Song by Jim Steinman

from the album Bad for Good
- Released: April 1981
- Recorded: August 1980 – March 1981
- Genre: Wagnerian rock
- Length: 7:58
- Label: Epic
- Songwriter: Jim Steinman
- Producers: John Jansen, Todd Rundgren, Jim Steinman, Jimmy Iovine

= Left in the Dark =

1981 song

"Left in the Dark" is a song by Jim Steinman from his only solo album Bad for Good.

The song gained more notice performed by Barbra Streisand when it was released as the lead single from her album Emotion in autumn 1984. It was also recorded by Meat Loaf on the album Welcome to the Neighbourhood in 1995.

==Barbra Streisand version==
Streisand's rendition of the song is a power ballad which tells about experiences of a woman who finds out her partner has been cheating on her. "Left in the Dark" met with moderate commercial success internationally. The percussive synth sound in the intro is taken from Billy Squier's song "All Night Long", a track which was also produced by Steinman in 1984.

===Music video===
The music video for the song was Barbra's first video intended for MTV. Filmed within three days in Los Angeles in September 1984, it was directed by Jonathan Kaplan and included an appearance from Kris Kristofferson.
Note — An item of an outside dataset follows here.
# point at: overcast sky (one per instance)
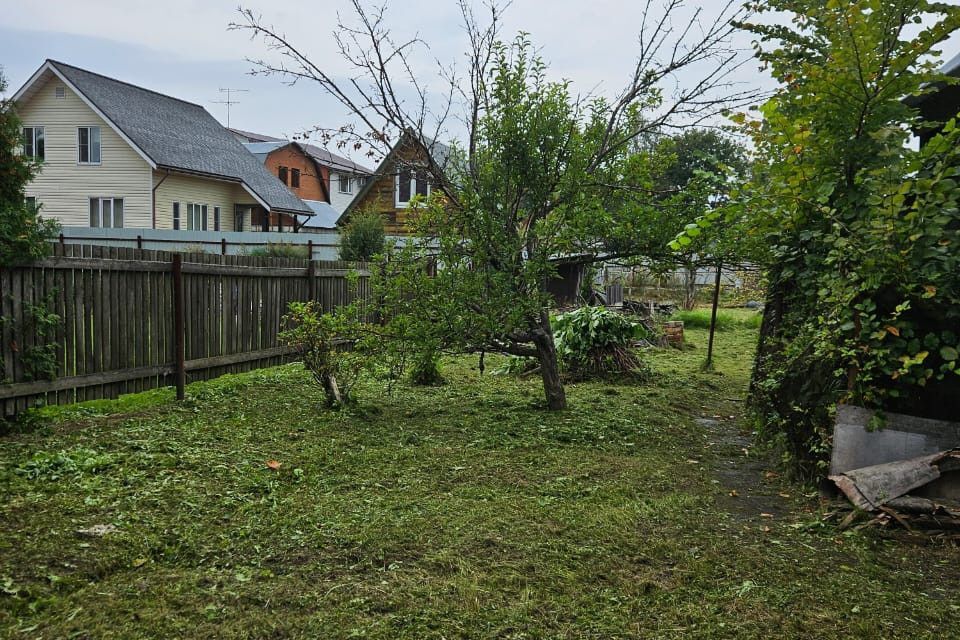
(183, 47)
The six-minute video portrays Barbra as a lounge singer entangled in a love triangle, with Kristofferson playing her partner.

===Track listings===
- 7" Single
A1. "Intro" – 0:44
A2. "Left in the Dark" – 6:12
B. "Here We Are at Last" – 3:18

- 7" Promotional Single
A. "Left in the Dark" (without spoken intro) – 4:58
B. "Left in the Dark" (with spoken intro) – 5:42

===Charts===

| Chart (1984) | Peak position |
|---|---|
| Australia (Kent Music Report) | 27 |
| Belgium (Ultratop 50 Flanders) | 27 |
| Canada Top Singles (RPM) | 87 |
| Netherlands (Dutch Top 40) | 20 |
| UK Singles (OCC) | 85 |
| US Billboard Hot 100 | 50 |
| US Cash Box Top 100 Singles | 37 |

==Other cover versions==
In 1995, Swedish singer Cecilia Vennersten released a version of the song, translated into Swedish by Nanne Grönvall under the title "Lämnad i mörkret", on her self-titled debut solo album.

Meatloaf also covered the song on his 1995 album "Welcome To The Neighborhood".